Menurut H. Moh. Anwar ketentuan dari Qorodh adalah sebagai beikut:
1) Sahnya qorodh itu dengan ijab qabul.
2) Barang yang dihutangkan menjadi hak milik yang berhutang.
3) Diwajibkan kepada orang yang behutang mengembalikan atau membayarnya piutang itu pada waktu yang telah ditentukan dengan barang yang serupa atau dengan seharga.
4) Orang yang mengutangkan berhak menegurnya bila dianggap perlu.
5) Orang yang mengutangkan wajib memberi tempo lagi bila orang yang berutang belum mempunyai kemampuan.
6) Disunatkan kepada orang yang mengutangkan, membebaskan sebahagian atau semua piutangnya bilamana orang yang berutang tidak mampu.

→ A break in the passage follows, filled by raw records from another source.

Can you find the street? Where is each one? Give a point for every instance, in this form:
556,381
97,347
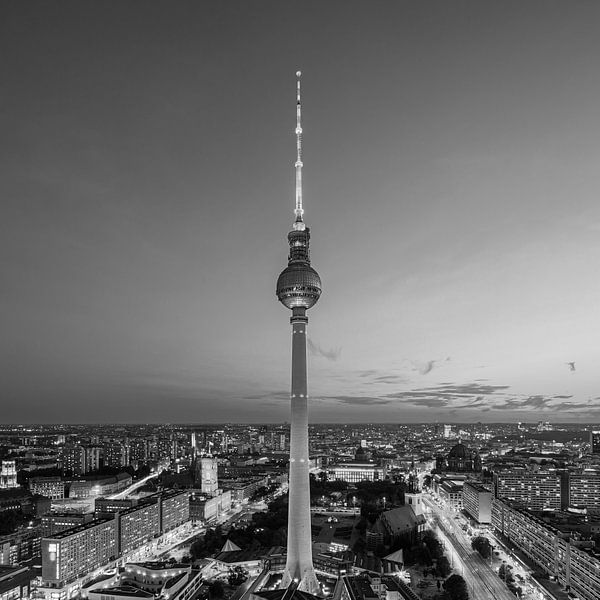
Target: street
482,580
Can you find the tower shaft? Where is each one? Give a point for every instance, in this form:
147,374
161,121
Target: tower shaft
299,565
298,289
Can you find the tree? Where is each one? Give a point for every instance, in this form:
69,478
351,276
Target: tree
456,588
237,576
482,545
443,567
216,591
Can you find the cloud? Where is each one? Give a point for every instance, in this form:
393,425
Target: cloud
367,373
358,400
389,379
268,396
316,350
428,367
448,394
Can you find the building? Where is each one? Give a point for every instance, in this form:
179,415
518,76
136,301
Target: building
394,525
174,509
477,501
460,459
75,552
537,490
353,472
206,475
15,582
371,586
53,523
298,289
584,490
8,475
72,459
137,526
556,550
70,557
91,486
92,458
51,487
147,581
450,492
106,508
115,454
208,509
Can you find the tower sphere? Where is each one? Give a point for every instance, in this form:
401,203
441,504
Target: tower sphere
298,285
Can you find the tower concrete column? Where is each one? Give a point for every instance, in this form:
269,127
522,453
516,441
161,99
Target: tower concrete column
299,567
298,289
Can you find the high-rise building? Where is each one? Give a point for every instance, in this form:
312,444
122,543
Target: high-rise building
93,455
298,289
595,442
8,475
206,475
536,490
73,460
51,487
584,489
477,501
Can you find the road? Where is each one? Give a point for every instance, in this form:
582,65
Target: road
482,580
134,486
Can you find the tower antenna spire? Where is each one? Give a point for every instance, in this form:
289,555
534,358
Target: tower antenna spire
299,210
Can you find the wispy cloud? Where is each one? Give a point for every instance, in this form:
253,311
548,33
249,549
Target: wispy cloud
358,400
447,395
316,350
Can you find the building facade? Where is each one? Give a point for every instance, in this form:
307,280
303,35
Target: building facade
477,501
540,490
561,554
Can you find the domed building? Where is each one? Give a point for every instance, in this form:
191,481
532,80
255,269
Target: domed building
460,459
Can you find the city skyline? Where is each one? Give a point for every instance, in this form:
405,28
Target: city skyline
450,178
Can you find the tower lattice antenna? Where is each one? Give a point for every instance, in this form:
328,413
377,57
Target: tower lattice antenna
299,211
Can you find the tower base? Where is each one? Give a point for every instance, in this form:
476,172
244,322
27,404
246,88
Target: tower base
308,583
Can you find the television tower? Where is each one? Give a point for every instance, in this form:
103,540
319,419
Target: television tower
299,288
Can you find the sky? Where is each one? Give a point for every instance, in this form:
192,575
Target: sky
451,181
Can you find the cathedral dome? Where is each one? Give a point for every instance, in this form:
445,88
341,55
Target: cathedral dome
459,451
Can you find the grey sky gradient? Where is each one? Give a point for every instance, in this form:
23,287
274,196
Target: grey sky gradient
452,178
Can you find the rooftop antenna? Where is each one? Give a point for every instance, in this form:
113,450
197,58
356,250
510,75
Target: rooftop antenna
299,211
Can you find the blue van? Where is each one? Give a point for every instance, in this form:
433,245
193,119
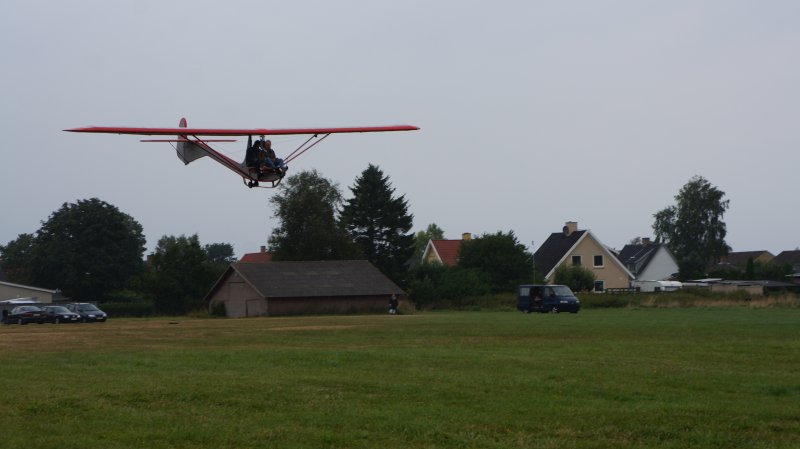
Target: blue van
547,298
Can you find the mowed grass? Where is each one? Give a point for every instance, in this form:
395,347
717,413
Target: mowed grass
616,378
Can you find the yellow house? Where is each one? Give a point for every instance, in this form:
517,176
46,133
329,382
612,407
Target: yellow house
572,246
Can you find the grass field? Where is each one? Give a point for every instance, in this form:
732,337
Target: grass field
604,378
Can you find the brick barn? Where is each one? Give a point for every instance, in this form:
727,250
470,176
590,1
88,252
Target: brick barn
307,287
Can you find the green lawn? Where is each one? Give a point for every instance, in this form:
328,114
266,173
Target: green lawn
604,378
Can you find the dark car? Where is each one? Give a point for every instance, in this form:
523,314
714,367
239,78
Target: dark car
25,315
547,298
87,311
60,314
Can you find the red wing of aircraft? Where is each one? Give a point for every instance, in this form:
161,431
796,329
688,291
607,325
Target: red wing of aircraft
191,144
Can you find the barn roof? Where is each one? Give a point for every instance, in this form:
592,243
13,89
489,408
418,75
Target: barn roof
304,279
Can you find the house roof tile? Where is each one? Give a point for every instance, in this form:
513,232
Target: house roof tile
304,279
636,257
553,250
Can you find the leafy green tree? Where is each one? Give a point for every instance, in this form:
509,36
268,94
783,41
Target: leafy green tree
693,228
379,223
179,275
15,259
309,229
501,257
421,238
576,277
87,249
220,253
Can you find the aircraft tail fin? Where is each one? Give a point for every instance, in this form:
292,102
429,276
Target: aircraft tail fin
188,151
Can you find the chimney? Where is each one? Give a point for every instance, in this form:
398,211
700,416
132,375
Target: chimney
570,227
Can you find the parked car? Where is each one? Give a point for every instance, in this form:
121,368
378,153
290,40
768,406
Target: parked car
87,311
547,298
60,314
25,315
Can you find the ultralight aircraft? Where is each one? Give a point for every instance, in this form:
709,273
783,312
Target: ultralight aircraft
191,144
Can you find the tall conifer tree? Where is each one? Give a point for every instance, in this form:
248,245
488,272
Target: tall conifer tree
380,223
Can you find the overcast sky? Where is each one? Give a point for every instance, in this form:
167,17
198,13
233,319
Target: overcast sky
532,113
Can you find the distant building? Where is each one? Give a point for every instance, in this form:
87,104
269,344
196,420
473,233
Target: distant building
444,252
259,257
738,259
14,291
649,261
580,247
789,257
303,287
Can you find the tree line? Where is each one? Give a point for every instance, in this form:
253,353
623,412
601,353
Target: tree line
94,252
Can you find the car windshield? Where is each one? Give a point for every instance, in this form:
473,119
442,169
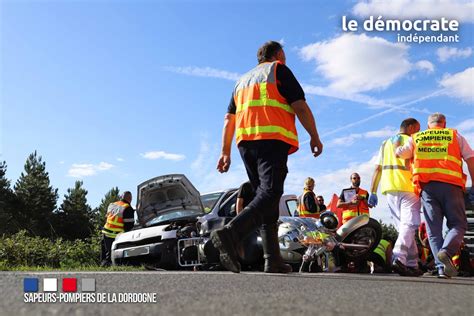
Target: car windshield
210,200
173,215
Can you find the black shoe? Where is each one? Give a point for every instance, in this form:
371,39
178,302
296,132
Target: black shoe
271,250
442,274
449,268
415,271
403,270
223,241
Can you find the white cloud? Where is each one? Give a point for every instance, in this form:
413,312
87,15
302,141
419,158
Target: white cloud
205,72
152,155
424,65
203,169
353,97
460,85
460,10
86,170
444,53
357,63
466,126
352,138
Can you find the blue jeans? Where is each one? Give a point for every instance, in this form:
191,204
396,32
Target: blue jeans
440,200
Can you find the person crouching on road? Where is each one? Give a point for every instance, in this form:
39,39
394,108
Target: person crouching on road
353,200
438,177
396,182
119,218
307,206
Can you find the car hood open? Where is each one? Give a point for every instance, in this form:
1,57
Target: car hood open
165,194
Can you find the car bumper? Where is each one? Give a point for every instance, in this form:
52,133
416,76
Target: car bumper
162,254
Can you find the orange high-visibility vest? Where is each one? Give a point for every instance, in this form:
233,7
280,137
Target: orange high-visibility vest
262,112
349,212
437,157
114,224
302,210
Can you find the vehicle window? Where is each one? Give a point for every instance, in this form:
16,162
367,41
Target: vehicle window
226,209
210,200
291,206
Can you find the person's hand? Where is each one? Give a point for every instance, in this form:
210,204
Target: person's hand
316,146
373,200
223,164
396,140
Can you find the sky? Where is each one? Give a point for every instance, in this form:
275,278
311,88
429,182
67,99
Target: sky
114,93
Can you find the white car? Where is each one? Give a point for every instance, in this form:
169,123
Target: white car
167,208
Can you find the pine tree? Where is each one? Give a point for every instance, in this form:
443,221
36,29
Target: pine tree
74,219
112,196
37,197
9,216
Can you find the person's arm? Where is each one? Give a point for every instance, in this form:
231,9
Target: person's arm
228,131
128,219
470,167
305,116
341,203
405,151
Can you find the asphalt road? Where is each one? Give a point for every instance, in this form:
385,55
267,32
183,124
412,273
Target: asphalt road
248,293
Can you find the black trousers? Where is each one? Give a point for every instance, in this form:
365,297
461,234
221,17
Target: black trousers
265,162
106,250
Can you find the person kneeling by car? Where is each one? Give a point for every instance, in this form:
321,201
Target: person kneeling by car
119,219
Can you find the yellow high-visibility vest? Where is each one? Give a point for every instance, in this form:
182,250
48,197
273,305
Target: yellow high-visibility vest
396,172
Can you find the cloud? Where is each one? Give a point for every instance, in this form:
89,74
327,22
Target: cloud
357,63
87,170
205,72
424,65
445,53
460,10
353,97
352,138
466,126
203,169
152,155
460,85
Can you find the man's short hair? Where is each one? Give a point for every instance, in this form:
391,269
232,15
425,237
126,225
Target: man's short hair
127,195
408,122
268,51
436,118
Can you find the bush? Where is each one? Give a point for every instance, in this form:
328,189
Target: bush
22,250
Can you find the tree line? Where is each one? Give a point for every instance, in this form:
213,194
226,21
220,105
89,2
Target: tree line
31,205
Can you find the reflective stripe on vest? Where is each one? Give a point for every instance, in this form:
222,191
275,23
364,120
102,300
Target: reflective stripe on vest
302,210
396,172
114,224
355,210
437,158
262,112
381,249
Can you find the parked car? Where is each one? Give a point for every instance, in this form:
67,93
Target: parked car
167,208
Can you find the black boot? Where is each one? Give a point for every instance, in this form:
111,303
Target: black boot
271,250
227,238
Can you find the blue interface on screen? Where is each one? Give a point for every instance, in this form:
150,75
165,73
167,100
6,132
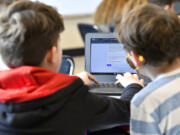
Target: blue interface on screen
108,56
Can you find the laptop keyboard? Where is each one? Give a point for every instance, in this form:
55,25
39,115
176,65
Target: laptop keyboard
106,89
105,85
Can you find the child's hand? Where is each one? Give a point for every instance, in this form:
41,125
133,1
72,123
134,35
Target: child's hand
128,79
87,78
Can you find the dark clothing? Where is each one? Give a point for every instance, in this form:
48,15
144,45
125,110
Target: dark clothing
70,110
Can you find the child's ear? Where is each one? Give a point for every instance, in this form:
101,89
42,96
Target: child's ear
137,58
51,57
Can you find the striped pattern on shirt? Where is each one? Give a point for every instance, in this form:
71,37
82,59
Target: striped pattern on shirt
155,109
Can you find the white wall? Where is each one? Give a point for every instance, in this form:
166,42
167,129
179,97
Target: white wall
73,7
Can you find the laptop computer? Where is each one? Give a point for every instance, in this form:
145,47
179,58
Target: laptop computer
104,59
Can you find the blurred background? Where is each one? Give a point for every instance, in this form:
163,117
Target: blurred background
74,12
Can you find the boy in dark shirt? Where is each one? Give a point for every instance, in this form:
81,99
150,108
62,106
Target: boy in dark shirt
34,99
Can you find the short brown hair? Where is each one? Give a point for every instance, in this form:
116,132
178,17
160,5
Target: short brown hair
161,2
151,32
27,31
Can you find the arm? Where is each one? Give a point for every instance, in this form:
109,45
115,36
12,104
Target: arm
142,122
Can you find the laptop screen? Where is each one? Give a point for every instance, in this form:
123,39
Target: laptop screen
108,56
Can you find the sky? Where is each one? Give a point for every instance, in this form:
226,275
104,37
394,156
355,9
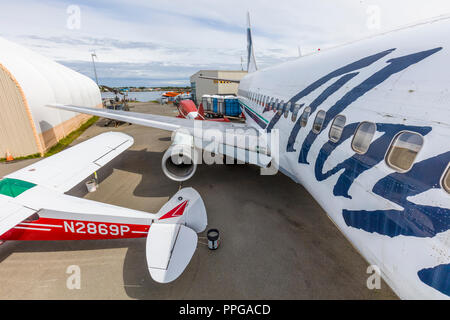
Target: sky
162,43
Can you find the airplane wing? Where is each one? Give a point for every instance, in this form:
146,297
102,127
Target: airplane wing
63,171
236,135
12,214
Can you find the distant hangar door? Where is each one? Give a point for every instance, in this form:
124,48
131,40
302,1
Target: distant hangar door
16,131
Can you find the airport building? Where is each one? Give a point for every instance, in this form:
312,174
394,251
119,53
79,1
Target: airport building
28,82
201,86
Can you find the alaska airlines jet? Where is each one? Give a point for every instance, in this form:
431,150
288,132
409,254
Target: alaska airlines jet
365,128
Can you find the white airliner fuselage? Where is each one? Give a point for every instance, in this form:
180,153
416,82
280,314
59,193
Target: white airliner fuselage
365,127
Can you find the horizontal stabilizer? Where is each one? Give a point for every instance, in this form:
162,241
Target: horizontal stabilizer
63,171
169,249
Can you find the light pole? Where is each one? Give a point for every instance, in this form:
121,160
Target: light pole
93,63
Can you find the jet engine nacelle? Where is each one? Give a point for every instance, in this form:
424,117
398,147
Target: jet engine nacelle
179,161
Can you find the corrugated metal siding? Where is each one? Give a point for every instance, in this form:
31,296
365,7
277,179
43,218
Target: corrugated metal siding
16,134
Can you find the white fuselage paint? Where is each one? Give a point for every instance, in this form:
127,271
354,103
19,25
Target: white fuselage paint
418,95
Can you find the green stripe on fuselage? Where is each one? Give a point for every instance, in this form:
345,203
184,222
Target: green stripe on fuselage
13,187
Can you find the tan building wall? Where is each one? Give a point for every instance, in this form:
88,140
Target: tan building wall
17,132
206,86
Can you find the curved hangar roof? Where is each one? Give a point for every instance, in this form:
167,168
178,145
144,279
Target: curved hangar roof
29,81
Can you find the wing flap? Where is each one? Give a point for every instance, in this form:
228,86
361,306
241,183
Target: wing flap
62,171
200,129
12,214
169,250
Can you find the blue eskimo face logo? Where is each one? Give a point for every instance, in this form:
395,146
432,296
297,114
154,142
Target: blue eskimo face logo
414,220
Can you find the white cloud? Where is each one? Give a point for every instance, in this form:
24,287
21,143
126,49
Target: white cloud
196,34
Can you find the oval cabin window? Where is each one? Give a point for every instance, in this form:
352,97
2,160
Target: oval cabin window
318,122
295,112
287,109
336,128
363,137
446,180
305,116
280,107
403,151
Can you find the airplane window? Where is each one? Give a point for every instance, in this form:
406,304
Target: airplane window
446,180
287,109
318,122
295,112
281,106
403,150
363,137
305,116
336,128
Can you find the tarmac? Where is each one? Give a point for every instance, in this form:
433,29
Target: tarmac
276,241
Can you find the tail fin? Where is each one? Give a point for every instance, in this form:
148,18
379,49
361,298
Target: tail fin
172,239
251,62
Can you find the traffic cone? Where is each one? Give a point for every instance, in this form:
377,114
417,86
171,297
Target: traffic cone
9,157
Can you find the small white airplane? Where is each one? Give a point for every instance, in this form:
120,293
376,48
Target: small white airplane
33,206
365,128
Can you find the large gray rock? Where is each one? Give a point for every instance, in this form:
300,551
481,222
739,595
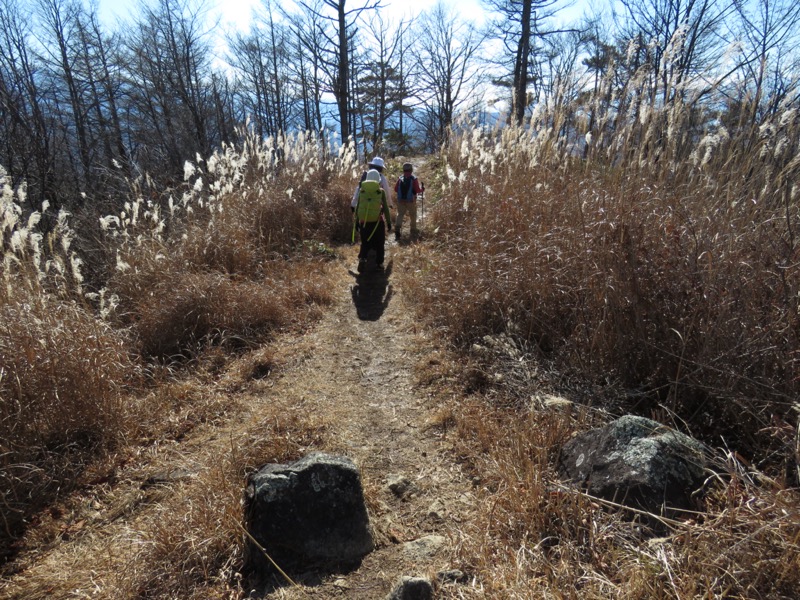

7) Orang berpiutang berhak mengajukan urusannya kepada hakim (pengadilan), bilamana orang yang berhutang malas membayarnya.
8) Hakim berhak memaksa atau menyita harta benda kepunyaan orang yang berhutang untuk dibayarkan kepada orang yang berpiutang.
9) Disunatkan kepada orang yang berhutang memberi jasa dengan uang atau barang, dengan syarat tidak dijanjikan pada waktu akad, karena kalau dijanjikan hukumya riba.
4. Hawalah
A. Pengertian Hawalah
Secara bahasa hawalah atau hiwalah bermakna berpindah atau berubah. Dalam hal ini terjadi perpindahan tanggungan atau hak dari satu orang kepada orang lain. Dalam istilah para fuqaha hawalah adalah perpindahan atau pengalihan hutang dari orang yang berhutang kepada orang yang menanggung hutang tersebut.
Dalam hadits Nabi Saw. bersabda:
Artinya: Dari Abi Hurairah r.a. berkata: Telah bersabda Rasulullah Saw. “ Penahanan orang kaya adalah suatu kedhaliman, dan juga diikutkan seorang dari kamu kepada yang kaya , maka Ia harus menerima dari penyerahan itu.”
B. Rukun Hawalah
Menurut mazhab Hanafi rukun hawalah ada dua yaitu ijab yang diucapkan oleh muhil dan qabul yang diucapkan oleh muhal ‘alaih. Sedangkan menurut Jumhur ulama, rukun hawalah ada enam macam yaitu:
1. Muhil (orang yang memindahkan penagihan yaitu orang yang terhutang)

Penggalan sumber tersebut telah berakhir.